Artfully cropped animal portraits challenge viewers to guess which end they’re seeing.
In what will be a crowd-pleasing and inevitably raucous guessing game, a series of close-up stock photos invite children to call out one of the titular alternatives. A page turn reveals answers and basic facts about each creature backed up by more of the latter in a closing map and table. Some of the posers, like the tail of an okapi or the nose on a proboscis monkey, are easy enough to guess—but the moist nose on a star-nosed mole really does look like an anus, and the false “eyes” on the hind ends of a Cuyaba dwarf frog and a Promethea moth caterpillar will fool many.
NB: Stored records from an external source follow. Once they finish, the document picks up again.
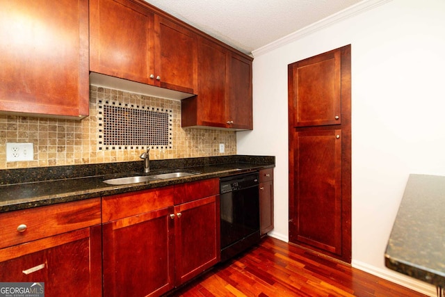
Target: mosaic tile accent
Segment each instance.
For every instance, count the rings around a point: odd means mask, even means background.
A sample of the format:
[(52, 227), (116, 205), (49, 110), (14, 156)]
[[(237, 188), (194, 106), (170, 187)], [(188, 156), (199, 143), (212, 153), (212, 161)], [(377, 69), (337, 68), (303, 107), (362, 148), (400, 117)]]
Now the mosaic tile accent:
[(99, 150), (172, 148), (172, 111), (97, 100)]
[[(234, 131), (181, 128), (180, 101), (90, 86), (90, 116), (82, 120), (0, 115), (0, 170), (140, 161), (140, 146), (99, 150), (97, 102), (105, 99), (172, 111), (172, 147), (154, 147), (151, 159), (236, 154)], [(34, 161), (6, 162), (6, 143), (33, 143)], [(225, 153), (219, 152), (219, 143), (225, 144)]]

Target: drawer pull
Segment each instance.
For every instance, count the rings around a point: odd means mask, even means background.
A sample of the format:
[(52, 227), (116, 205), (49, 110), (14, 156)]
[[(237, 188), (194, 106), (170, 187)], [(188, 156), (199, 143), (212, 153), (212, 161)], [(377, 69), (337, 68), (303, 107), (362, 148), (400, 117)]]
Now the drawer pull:
[(31, 274), (31, 273), (32, 273), (33, 272), (42, 270), (44, 268), (44, 263), (42, 264), (34, 266), (33, 268), (30, 268), (29, 269), (24, 270), (22, 272), (24, 273), (24, 274), (26, 274), (26, 275), (28, 275), (29, 274)]
[(19, 225), (19, 227), (17, 227), (17, 230), (19, 232), (24, 232), (28, 226), (25, 224)]

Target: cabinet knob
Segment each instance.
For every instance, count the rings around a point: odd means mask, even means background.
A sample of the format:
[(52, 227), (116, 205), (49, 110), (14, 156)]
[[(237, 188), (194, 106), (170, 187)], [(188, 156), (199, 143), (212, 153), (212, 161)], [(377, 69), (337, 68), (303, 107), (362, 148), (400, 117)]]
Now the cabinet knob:
[(44, 264), (44, 263), (43, 263), (43, 264), (41, 264), (40, 265), (38, 265), (38, 266), (34, 266), (34, 267), (30, 268), (29, 269), (26, 269), (26, 270), (22, 271), (22, 272), (24, 274), (25, 274), (25, 275), (28, 275), (29, 274), (31, 274), (31, 273), (33, 273), (33, 272), (35, 272), (35, 271), (40, 271), (40, 270), (42, 270), (42, 269), (43, 269), (44, 267), (45, 267), (45, 264)]
[(24, 232), (27, 227), (28, 226), (25, 224), (21, 224), (17, 227), (17, 230), (19, 232)]

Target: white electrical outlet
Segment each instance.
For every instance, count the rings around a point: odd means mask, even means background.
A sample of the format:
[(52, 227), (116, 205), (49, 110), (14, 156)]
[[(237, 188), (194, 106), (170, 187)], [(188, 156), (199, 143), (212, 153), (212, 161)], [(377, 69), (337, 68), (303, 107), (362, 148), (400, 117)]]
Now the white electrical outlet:
[(34, 145), (31, 143), (6, 143), (6, 162), (33, 161)]

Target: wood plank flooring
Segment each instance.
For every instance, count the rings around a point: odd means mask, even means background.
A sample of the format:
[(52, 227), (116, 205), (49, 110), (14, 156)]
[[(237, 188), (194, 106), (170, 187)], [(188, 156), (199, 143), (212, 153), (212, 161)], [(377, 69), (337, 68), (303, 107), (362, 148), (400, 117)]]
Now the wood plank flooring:
[[(382, 256), (383, 257), (383, 255)], [(423, 296), (271, 237), (172, 296)]]

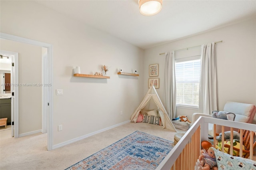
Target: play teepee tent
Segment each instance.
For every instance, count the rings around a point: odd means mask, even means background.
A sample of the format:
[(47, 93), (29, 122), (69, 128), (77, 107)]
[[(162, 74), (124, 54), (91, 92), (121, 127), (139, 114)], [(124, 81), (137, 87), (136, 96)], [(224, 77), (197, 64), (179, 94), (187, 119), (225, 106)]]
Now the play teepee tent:
[[(166, 128), (170, 130), (177, 132), (176, 128), (167, 115), (167, 112), (164, 108), (162, 101), (161, 101), (161, 100), (157, 94), (157, 92), (156, 92), (155, 87), (153, 85), (150, 86), (142, 102), (132, 114), (131, 117), (131, 122), (134, 122), (134, 123), (136, 123), (140, 112), (141, 111), (142, 109), (144, 108), (147, 104), (149, 104), (149, 103), (150, 101), (150, 99), (153, 99), (154, 100), (155, 105), (156, 105), (158, 111), (159, 111), (158, 112), (159, 114), (163, 123), (163, 128)], [(152, 103), (152, 102), (151, 103)]]

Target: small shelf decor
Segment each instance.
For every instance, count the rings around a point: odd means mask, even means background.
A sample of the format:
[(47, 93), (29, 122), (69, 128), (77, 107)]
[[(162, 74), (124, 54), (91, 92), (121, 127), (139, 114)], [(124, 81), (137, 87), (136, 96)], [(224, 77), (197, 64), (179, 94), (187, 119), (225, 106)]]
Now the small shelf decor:
[(117, 73), (117, 74), (126, 75), (132, 75), (132, 76), (138, 76), (139, 75), (138, 74), (133, 74), (132, 73), (123, 73), (119, 72)]
[(92, 75), (90, 74), (74, 74), (74, 77), (90, 77), (90, 78), (98, 78), (100, 79), (110, 79), (109, 76), (104, 76), (103, 75)]
[(149, 65), (149, 77), (158, 76), (158, 64)]
[(108, 71), (108, 66), (105, 65), (102, 65), (102, 69), (105, 71), (105, 75), (104, 75), (107, 76), (107, 72)]

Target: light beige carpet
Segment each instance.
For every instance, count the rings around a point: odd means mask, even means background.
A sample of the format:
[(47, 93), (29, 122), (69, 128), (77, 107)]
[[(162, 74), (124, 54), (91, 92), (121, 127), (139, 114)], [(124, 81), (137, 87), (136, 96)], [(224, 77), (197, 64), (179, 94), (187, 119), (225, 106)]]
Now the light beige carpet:
[(129, 123), (48, 151), (47, 134), (14, 138), (10, 130), (0, 131), (0, 169), (64, 170), (137, 130), (172, 141), (176, 133), (159, 125)]

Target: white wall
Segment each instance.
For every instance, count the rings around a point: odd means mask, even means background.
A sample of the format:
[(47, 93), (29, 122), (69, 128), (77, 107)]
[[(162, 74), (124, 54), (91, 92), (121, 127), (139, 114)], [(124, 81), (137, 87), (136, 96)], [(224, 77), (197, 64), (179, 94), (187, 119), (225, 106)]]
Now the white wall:
[[(218, 109), (223, 109), (228, 101), (256, 105), (256, 20), (255, 18), (249, 19), (145, 50), (144, 87), (147, 87), (148, 78), (147, 66), (159, 63), (160, 86), (157, 90), (166, 105), (162, 85), (165, 56), (159, 53), (223, 40), (216, 44), (216, 51)], [(189, 49), (188, 51), (194, 49)], [(144, 90), (146, 93), (146, 89)], [(191, 119), (193, 113), (198, 111), (178, 108), (177, 115), (188, 115)], [(255, 123), (256, 117), (254, 120)]]
[[(130, 120), (143, 97), (143, 50), (32, 1), (1, 1), (0, 9), (1, 32), (53, 45), (53, 88), (63, 90), (54, 96), (54, 145)], [(91, 74), (103, 65), (110, 79), (72, 76), (76, 66)]]
[[(41, 47), (1, 40), (0, 49), (18, 52), (19, 84), (42, 83)], [(19, 86), (19, 134), (42, 129), (42, 88)]]

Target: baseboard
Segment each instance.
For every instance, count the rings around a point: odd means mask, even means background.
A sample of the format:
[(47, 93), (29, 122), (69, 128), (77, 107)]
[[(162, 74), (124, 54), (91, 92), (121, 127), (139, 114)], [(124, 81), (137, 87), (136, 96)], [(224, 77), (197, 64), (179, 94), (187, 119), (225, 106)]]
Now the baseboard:
[(122, 122), (122, 123), (118, 123), (118, 124), (116, 124), (115, 125), (114, 125), (113, 126), (112, 126), (110, 127), (106, 128), (104, 128), (104, 129), (101, 129), (99, 130), (98, 131), (96, 131), (96, 132), (93, 132), (92, 133), (90, 133), (89, 134), (86, 134), (85, 135), (84, 135), (84, 136), (81, 136), (80, 137), (78, 137), (78, 138), (74, 138), (73, 139), (71, 139), (70, 140), (68, 140), (66, 141), (66, 142), (64, 142), (62, 143), (60, 143), (58, 144), (55, 144), (54, 145), (52, 146), (52, 149), (57, 149), (57, 148), (60, 148), (61, 147), (63, 146), (64, 146), (70, 144), (71, 143), (73, 143), (75, 142), (76, 142), (80, 140), (81, 140), (82, 139), (84, 139), (85, 138), (88, 138), (88, 137), (90, 137), (90, 136), (92, 136), (92, 135), (94, 135), (94, 134), (96, 134), (98, 133), (100, 133), (101, 132), (104, 132), (104, 131), (106, 131), (107, 130), (108, 130), (113, 128), (115, 128), (116, 127), (118, 127), (119, 126), (125, 124), (126, 123), (128, 123), (130, 122), (131, 121), (130, 120), (129, 120), (129, 121), (126, 121), (125, 122)]
[(42, 129), (38, 130), (37, 130), (32, 131), (32, 132), (29, 132), (26, 133), (22, 133), (19, 134), (18, 137), (25, 136), (29, 135), (30, 134), (34, 134), (35, 133), (39, 133), (39, 132), (42, 132)]

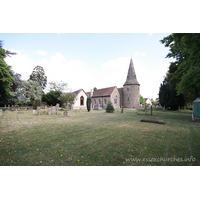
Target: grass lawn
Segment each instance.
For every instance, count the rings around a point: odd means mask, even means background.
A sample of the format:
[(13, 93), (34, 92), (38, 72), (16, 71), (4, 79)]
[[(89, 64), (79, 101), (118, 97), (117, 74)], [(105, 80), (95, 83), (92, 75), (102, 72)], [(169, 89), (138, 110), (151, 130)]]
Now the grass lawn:
[(69, 117), (62, 111), (22, 112), (0, 117), (1, 166), (200, 165), (200, 120), (193, 122), (191, 111), (154, 110), (151, 116), (130, 109), (123, 114), (70, 110)]

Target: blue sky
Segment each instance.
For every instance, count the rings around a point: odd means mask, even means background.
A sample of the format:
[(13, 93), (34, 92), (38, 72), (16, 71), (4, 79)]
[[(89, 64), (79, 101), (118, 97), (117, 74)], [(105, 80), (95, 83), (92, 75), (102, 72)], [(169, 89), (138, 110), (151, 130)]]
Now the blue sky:
[(4, 48), (17, 52), (6, 59), (27, 80), (37, 65), (47, 80), (65, 81), (69, 89), (122, 87), (130, 58), (143, 97), (157, 98), (169, 67), (168, 48), (159, 41), (170, 33), (1, 33)]

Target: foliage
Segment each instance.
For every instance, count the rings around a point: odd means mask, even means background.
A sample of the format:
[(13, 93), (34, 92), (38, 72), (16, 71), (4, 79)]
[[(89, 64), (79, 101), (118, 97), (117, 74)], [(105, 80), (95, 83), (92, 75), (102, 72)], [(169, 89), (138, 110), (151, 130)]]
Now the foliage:
[(87, 104), (87, 110), (88, 110), (88, 112), (90, 112), (90, 109), (91, 109), (91, 98), (90, 97), (87, 98), (86, 104)]
[(66, 104), (66, 107), (69, 106), (72, 108), (72, 105), (75, 103), (76, 95), (74, 93), (62, 93), (59, 100), (62, 104)]
[(177, 95), (176, 90), (164, 81), (160, 86), (159, 101), (161, 106), (172, 110), (177, 110), (179, 106), (183, 107), (185, 104), (183, 94)]
[(167, 58), (174, 58), (167, 78), (177, 94), (183, 94), (187, 101), (200, 96), (200, 34), (173, 33), (163, 38), (161, 43), (169, 47)]
[(40, 84), (36, 81), (23, 81), (23, 94), (25, 97), (34, 100), (41, 100), (42, 97), (42, 88)]
[(62, 81), (60, 83), (49, 82), (48, 84), (50, 91), (64, 91), (68, 89), (68, 84)]
[(0, 104), (6, 104), (7, 99), (10, 96), (11, 82), (14, 81), (9, 73), (11, 66), (7, 65), (4, 59), (6, 56), (14, 55), (10, 51), (6, 51), (2, 48), (2, 41), (0, 41)]
[(46, 102), (49, 106), (55, 106), (57, 103), (61, 103), (59, 100), (60, 95), (62, 94), (61, 91), (50, 91), (46, 94), (42, 94), (42, 101)]
[(36, 66), (33, 69), (33, 72), (30, 75), (29, 80), (38, 82), (39, 85), (44, 90), (47, 85), (47, 77), (45, 76), (45, 71), (44, 71), (43, 67)]
[(107, 107), (106, 107), (106, 112), (108, 113), (113, 113), (114, 112), (114, 107), (111, 101), (108, 101)]
[(143, 96), (140, 95), (140, 104), (144, 104), (144, 103), (145, 103), (145, 100), (144, 100)]

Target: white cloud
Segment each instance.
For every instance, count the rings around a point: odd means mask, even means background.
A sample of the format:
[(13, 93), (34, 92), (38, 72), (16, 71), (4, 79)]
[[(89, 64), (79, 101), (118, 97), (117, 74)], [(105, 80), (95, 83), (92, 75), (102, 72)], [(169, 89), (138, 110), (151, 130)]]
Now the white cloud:
[[(95, 68), (89, 68), (88, 63), (81, 60), (67, 60), (60, 52), (51, 56), (50, 59), (42, 59), (35, 63), (27, 54), (11, 50), (18, 54), (6, 59), (6, 62), (13, 67), (13, 70), (27, 80), (37, 65), (42, 66), (47, 76), (47, 81), (61, 80), (68, 83), (72, 91), (84, 89), (85, 92), (92, 88), (105, 88), (111, 86), (123, 87), (126, 81), (130, 57), (120, 57), (109, 60)], [(167, 71), (168, 62), (160, 66), (149, 64), (146, 66), (139, 52), (132, 57), (137, 80), (140, 83), (140, 93), (143, 97), (156, 98), (159, 85)], [(140, 54), (139, 54), (140, 55)], [(153, 66), (152, 66), (153, 65)]]
[(42, 50), (38, 50), (35, 53), (38, 54), (38, 55), (41, 55), (41, 56), (47, 56), (48, 55), (45, 51), (42, 51)]
[(146, 53), (139, 53), (138, 51), (133, 54), (133, 56), (145, 56)]
[(28, 54), (22, 53), (19, 50), (10, 49), (11, 52), (16, 52), (16, 55), (7, 57), (5, 59), (6, 63), (12, 66), (12, 69), (22, 75), (22, 80), (29, 79), (30, 74), (33, 71), (33, 68), (37, 64), (31, 60)]

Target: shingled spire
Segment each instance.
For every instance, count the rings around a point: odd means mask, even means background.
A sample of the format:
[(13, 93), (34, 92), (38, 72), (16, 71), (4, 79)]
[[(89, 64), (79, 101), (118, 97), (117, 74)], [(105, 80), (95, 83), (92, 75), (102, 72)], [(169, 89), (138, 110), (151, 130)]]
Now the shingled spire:
[(131, 61), (130, 61), (126, 82), (124, 83), (124, 86), (125, 85), (140, 85), (137, 81), (137, 78), (136, 78), (136, 73), (135, 73), (132, 58), (131, 58)]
Better yet, Lavelle saves a kicker for the finale with a glimpse of a small parasitical pearlfish peeking out of a sea cucumber’s rear so that the answer is actually face and butt. “Animal identification can be tricky!” she concludes, noting that many of the features here function as defenses against attack: “In the animal world, sometimes your butt will save your face and your face just might save your butt!” (This book was reviewed digitally.)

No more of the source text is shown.